Only persons who are shareholders of the bank sixteen days before the date of the General Meeting have the right to participate in the General Meeting of the bank. The shareholder(s) of the bank representing at least one-twentieth of the share capital may request that specific items be put on the agenda for the Annual General Meeting. The request should be submitted to the Management Board of the bank no later than twenty-one days prior to the date of the Annual General Meeting.

The shareholders may participate in the General Meeting and cast their votes either in person or by proxies.

A shareholder has the right to:

  • vote, propose motions and raise objections;
  • justify their position briefly;
  • stand for election of the Chairperson of the General Meeting and propose a candidate for the Chairperson of the General Meeting to be noted in the minutes;
  • take the floor in the course of the General Meeting and make a reply;
  • submit draft resolutions concerning the items put on the agenda;
  • propose amendments and additions to draft resolutions being on the agenda for the General Meeting before the discussion on the item covering the draft resolution concerned by the proposal is closed;
  • propose formal motions relating to the proceedings and the voting procedure;
  • propose candidates for the bank’s Supervisory Board in writing to the Chairperson of the General Meeting or orally to the minutes;
  • review the book of minutes and request copies of resolutions authenticated by the Management Board;
  • file a statement of claim for repealing a resolution of the General Meeting where the shareholder voted against the resolution of the General Meeting and after its adoption requested that his/her objection be recorded in the minutes or the shareholder was prevented from participating in the General Meeting without a sound reason, or the shareholder was absent from the General Meeting in the event of defective convening of the General Meeting or adoption of a resolution on a matter not included in the agenda;
  • file a statement of claim against the Company for declaring a resolution of the General Meeting adopted in breach of the law invalid.
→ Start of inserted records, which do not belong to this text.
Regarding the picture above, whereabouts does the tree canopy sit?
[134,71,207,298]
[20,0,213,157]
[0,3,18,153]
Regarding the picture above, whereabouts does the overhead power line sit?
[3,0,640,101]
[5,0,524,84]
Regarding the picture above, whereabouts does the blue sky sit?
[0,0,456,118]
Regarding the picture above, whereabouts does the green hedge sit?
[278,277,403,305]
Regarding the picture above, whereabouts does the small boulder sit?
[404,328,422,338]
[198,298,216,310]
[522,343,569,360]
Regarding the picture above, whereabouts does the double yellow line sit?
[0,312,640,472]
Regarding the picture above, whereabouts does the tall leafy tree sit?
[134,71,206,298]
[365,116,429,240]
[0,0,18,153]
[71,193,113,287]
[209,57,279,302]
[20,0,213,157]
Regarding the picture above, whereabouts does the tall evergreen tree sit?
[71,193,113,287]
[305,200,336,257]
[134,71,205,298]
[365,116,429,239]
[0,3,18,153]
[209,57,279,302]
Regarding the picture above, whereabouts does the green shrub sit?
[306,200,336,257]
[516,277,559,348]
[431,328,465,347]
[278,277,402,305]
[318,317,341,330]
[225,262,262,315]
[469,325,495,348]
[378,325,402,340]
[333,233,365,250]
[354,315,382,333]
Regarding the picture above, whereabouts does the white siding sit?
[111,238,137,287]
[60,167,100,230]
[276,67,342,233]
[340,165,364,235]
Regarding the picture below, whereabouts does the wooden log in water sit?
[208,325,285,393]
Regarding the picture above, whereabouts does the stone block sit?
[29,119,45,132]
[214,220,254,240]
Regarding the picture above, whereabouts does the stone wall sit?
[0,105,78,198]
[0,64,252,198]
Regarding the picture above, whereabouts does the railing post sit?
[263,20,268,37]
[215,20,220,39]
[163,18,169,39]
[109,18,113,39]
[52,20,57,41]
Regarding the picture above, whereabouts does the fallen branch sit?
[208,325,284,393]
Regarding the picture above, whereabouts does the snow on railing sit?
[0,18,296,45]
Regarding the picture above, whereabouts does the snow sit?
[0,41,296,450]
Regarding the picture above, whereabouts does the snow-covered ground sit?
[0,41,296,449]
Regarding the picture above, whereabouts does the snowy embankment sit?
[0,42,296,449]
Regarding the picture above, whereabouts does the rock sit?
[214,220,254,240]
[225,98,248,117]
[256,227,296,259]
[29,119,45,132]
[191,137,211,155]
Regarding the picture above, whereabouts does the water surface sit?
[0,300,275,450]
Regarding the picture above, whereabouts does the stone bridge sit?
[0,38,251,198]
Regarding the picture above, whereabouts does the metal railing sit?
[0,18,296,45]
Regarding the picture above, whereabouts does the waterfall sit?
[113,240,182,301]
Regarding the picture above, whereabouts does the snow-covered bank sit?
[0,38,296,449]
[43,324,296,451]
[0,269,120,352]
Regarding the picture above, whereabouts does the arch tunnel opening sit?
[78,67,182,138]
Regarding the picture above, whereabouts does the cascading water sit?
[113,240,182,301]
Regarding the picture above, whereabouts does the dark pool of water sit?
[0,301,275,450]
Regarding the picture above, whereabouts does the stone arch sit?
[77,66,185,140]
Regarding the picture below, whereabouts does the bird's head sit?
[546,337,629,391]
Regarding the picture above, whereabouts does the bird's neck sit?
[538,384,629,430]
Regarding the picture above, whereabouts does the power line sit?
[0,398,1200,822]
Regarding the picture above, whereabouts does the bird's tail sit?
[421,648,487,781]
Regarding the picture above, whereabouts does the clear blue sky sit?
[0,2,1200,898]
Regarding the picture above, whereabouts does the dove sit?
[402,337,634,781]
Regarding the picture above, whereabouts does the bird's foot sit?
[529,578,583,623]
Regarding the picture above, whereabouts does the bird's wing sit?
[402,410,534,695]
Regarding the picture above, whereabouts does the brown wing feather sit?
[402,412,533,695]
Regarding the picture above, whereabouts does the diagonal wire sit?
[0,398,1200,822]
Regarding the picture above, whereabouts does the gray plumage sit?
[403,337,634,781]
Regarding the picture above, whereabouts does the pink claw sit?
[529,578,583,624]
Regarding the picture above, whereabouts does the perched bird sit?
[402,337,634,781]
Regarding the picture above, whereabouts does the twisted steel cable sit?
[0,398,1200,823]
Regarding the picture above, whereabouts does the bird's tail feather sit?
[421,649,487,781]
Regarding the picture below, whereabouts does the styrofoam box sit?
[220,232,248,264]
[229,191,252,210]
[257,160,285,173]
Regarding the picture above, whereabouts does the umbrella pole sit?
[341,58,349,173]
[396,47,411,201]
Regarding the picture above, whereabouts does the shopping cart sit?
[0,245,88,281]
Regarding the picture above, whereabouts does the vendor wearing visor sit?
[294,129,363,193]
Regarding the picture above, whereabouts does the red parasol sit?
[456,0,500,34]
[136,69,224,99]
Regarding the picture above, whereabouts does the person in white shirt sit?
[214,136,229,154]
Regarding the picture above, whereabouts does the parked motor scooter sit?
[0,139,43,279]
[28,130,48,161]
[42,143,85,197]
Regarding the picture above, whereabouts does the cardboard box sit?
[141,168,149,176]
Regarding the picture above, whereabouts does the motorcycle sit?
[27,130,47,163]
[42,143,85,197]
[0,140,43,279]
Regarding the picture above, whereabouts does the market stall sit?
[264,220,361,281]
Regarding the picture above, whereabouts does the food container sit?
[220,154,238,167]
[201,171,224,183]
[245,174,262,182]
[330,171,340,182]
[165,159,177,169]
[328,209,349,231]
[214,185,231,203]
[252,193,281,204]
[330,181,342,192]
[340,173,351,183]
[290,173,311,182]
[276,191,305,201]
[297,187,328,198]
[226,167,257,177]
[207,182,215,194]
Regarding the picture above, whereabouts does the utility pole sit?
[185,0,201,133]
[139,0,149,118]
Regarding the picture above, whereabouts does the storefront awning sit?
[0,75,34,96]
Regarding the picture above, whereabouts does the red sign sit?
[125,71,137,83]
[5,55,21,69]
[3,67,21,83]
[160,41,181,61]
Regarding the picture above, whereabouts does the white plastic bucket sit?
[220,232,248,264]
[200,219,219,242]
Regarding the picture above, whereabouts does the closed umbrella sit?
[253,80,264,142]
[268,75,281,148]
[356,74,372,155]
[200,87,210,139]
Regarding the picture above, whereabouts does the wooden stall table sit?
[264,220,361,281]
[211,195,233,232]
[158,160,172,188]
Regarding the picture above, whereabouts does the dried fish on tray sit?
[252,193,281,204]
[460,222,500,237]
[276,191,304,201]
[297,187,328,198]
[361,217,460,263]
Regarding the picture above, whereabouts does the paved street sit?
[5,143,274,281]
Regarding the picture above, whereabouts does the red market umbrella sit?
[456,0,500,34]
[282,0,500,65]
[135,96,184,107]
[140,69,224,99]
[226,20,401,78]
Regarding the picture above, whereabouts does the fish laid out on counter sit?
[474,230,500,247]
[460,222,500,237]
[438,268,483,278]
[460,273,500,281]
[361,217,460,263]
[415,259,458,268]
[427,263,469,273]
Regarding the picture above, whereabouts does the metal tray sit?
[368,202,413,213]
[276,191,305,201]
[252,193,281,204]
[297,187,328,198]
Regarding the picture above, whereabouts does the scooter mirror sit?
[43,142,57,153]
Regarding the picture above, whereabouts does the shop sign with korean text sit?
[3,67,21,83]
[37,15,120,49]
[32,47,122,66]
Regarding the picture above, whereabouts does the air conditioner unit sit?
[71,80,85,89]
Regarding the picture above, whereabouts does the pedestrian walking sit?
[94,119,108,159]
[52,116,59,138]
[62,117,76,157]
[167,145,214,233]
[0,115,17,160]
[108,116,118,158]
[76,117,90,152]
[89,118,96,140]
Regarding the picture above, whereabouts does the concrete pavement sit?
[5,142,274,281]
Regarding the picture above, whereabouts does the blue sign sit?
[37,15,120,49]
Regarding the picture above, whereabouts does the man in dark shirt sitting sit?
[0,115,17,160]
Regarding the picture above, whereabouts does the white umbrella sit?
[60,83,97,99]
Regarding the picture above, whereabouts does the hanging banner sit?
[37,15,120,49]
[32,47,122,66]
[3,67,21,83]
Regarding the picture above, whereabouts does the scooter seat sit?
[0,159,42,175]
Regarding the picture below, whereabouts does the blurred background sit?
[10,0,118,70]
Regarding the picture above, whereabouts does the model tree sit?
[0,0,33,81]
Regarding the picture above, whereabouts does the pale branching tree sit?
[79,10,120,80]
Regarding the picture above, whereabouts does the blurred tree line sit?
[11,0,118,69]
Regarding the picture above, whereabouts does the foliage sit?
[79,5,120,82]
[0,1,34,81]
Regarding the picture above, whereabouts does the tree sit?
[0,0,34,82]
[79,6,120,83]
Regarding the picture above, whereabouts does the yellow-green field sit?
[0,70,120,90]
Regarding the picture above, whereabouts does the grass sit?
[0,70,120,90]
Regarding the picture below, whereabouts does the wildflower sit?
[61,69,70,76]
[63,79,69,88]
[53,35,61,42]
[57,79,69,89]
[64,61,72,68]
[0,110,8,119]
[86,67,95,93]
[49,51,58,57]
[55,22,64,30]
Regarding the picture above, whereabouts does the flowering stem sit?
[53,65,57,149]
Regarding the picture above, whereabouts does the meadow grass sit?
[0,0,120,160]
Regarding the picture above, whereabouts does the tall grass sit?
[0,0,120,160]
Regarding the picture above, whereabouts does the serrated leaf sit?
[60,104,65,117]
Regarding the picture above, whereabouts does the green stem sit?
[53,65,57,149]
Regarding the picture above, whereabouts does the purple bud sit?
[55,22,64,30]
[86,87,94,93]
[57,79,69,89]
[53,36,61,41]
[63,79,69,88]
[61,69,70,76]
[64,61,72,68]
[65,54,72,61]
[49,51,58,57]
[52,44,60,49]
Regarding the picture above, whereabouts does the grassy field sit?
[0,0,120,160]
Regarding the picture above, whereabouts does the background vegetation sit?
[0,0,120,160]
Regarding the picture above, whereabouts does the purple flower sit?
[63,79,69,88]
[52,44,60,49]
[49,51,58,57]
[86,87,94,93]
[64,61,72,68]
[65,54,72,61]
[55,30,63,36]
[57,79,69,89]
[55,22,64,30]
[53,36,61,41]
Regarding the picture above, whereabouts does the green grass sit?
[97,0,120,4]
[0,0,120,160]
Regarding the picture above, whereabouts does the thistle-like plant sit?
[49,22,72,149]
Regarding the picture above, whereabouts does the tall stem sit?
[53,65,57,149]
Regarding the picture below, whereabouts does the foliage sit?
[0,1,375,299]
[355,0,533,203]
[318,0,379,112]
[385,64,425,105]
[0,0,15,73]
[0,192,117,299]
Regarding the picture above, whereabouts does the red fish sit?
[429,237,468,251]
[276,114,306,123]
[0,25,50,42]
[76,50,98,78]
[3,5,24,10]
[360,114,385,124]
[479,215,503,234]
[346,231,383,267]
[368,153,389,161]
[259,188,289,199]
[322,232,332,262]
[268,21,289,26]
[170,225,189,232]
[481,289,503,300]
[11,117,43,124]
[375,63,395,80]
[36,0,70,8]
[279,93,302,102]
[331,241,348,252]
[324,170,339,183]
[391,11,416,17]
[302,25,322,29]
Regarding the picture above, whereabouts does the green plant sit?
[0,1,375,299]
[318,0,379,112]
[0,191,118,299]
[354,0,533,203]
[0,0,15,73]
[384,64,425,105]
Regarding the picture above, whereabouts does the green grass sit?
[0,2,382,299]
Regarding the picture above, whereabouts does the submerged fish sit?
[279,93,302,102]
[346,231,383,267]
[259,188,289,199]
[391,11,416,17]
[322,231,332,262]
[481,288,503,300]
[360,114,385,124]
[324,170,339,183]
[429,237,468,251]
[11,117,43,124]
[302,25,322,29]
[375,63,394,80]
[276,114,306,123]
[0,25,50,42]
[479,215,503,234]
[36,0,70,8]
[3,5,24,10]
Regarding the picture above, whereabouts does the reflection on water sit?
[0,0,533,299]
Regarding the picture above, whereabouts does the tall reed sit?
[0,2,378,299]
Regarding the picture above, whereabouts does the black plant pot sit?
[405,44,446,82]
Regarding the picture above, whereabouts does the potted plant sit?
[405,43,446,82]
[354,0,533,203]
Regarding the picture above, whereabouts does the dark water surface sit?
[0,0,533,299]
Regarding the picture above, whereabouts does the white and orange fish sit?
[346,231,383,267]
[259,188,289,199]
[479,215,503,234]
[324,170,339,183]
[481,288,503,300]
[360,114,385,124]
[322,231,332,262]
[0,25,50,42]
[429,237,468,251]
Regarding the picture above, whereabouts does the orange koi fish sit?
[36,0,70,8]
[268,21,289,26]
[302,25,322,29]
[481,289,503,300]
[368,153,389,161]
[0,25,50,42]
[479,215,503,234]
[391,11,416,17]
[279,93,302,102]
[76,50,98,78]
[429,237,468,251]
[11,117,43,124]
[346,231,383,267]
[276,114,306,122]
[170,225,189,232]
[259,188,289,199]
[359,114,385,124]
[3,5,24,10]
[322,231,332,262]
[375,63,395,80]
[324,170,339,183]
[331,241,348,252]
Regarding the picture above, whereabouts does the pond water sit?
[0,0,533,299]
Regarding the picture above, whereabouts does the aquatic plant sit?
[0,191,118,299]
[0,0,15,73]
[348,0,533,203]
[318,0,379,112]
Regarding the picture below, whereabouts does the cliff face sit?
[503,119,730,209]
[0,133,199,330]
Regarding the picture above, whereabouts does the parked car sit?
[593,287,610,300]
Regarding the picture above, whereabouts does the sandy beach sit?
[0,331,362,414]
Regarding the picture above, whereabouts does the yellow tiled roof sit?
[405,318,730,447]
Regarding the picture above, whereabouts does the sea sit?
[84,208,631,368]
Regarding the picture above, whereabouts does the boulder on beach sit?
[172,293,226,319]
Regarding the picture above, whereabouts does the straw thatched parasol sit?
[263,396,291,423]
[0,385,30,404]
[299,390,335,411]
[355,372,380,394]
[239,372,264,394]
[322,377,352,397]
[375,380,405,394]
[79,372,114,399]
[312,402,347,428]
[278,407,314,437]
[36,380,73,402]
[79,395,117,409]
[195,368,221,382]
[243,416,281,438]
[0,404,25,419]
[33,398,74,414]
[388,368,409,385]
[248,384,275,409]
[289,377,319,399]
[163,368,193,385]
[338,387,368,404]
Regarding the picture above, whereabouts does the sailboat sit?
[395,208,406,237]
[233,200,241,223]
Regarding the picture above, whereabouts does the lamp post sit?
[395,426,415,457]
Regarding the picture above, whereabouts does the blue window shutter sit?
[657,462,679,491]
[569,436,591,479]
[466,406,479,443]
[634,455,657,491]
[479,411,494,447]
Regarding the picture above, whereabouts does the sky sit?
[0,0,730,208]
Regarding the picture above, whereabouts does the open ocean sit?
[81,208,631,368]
The Management Board is obliged to provide the shareholder, at the shareholder’s request, with information concerning the Company if this is justified by the assessment of an issue on the agenda. The Management Board should refuse information if:

– this could damage the Company or its associated company or subsidiary, in particular due to disclosure of technical, trade or organisational secret of the Company;

– this could expose a Member of the Management Board to criminal, civil or administrative liability.

In justified cases, the Management Board may provide information in writing no later than two weeks after the General Meeting is adjourned.